Kent Greenawalt Obituary, University Professor Emeritus Has Died – Death
Kent Greenawalt Death, Obituary – We have just recently become aware of Professor Kent Greenawalt’s passing. He was brilliant, kind, and so utterly respectable in every way. It was a great stroke of luck that we was able to work on my JSD with him because he is such a great advocate for many young scholars all over the world. Kent Greenwalt ’63 LL.B., who is widely regarded as an authority on constitutional law and legal philosophy, has spent the majority of his more than half a century at Columbia University teaching and publishing on topics including freedom of speech, freedom from discrimination, the separation of church and state, and criminal responsibility.
His seminal works include Speech, Crime, and the Uses of Language (1988) and Religious Convictions and Political Choice (1988). Both of these books were published in 1988. (1989). Greenawalt was a Kent Scholar while he was a student at Columbia Law School, and he also served as the editor in chief of the Columbia Law Review. After receiving his degree, he worked as a law clerk for Justice John M. Harlan of the United States Supreme Court and then went on to become an attorney for the Lawyers’ Committee for Civil Rights in Jackson, Mississippi.
In 1965, he became a member of the Law School faculty.
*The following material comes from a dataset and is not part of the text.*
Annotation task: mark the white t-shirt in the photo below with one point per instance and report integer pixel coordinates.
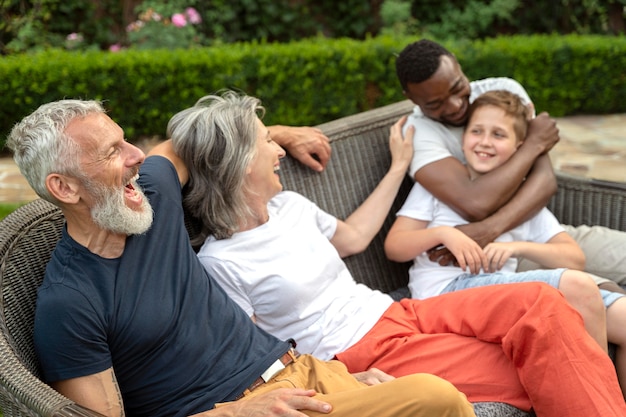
(288, 274)
(434, 141)
(427, 278)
In the beginning of his academic career, Greenawalt held positions as a deputy solicitor general in the United States Department of Justice from 1971 to 1972 and as a member of the civil rights committee of the New York City Bar Association from 1966 to 1969. These positions were held between the years 1966 and 1969. In 1980, he was honored with election to the prestigious American Academy of Arts and Sciences.
Greenawalt was promoted to the position of University Professor in 1991, which is Columbia’s highest academic honor and faculty rank. This promotion gave him the opportunity to teach in multiple departments at the university, including the Department of Philosophy and the School of Law. Between the years 1991 and 1993, he served as the president of the American Society for Political and Legal Philosophy. In 2015, the Law Review hosted a symposium in his honor that lasted for an entire day and published essays that lauded his personal and professional contributions to the legal and Columbia communities.